Cemac questioned on the recurrence of its "excessive indebtedness”

Tuesday, 28 July 2015 05:14

The president of the Economic Community of Central African States (CEMAC), Pierre Moussa, presented on23 July in Yaoundé, Cameroon, a report entitled “budgetary transparency and strengthening of the multilateral monitoring system within CEMAC”.
This document drafted by the Foundation for International Development Study and Research (FERDI), notes that the criteria and current indicators used for multilateral supervision of budgetary policies of the CEMAC members states (budget balance, indebtedness, arrears, inflation…) adopted in 2001 are neither “easy to calculate” nor “non-manipulable and readily available”. Worse, they are not "defined in such a way as to have their monitoring enable the assessment of the long term viability of public finances and their impact on the state of the economy as well as on growth and real convergence potential of economies in the long term” and “have difficulty taking into account the heterogeneity of the CEMAC countries”. Hence the necessity to reform them.

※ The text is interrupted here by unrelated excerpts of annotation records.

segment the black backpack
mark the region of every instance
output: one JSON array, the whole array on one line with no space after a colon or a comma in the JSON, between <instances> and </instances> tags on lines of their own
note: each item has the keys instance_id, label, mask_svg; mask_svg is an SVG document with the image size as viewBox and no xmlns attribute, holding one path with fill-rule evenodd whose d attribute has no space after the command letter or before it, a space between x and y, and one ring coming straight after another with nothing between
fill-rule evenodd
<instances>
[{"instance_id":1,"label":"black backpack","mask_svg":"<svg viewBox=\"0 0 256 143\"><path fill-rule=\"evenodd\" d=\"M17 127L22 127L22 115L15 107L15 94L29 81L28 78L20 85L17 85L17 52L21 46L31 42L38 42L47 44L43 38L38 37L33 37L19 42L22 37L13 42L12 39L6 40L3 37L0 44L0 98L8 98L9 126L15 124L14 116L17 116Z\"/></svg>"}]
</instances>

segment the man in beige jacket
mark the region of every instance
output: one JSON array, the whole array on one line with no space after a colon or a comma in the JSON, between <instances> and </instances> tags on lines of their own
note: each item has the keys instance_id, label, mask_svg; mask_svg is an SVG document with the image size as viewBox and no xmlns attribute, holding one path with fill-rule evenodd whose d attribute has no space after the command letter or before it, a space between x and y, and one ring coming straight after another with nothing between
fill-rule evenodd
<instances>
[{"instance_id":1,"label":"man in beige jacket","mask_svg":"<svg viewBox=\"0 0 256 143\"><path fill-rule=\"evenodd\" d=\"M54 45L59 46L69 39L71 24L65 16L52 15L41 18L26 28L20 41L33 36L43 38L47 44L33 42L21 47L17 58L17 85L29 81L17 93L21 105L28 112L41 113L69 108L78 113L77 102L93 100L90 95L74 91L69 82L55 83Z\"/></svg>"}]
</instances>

The Ferdi firm emphasised that, up until now, the states of the Community were bound to have an outstanding public debt inferior or equal to 70% of nominal GDP. However, if this criterion is well respected today, it is because it “does not impose any restraint following the cancellations of debt”. Since then, Ferdi argues, “it allows recurrent excessive indebtedness”.
Therefore, the Foundation proposes, in addition to lowering the ceiling of the nominal debt stock from 70% of GDP down to 60%, to combine the criteria of debt cap with that "of rise in debt”.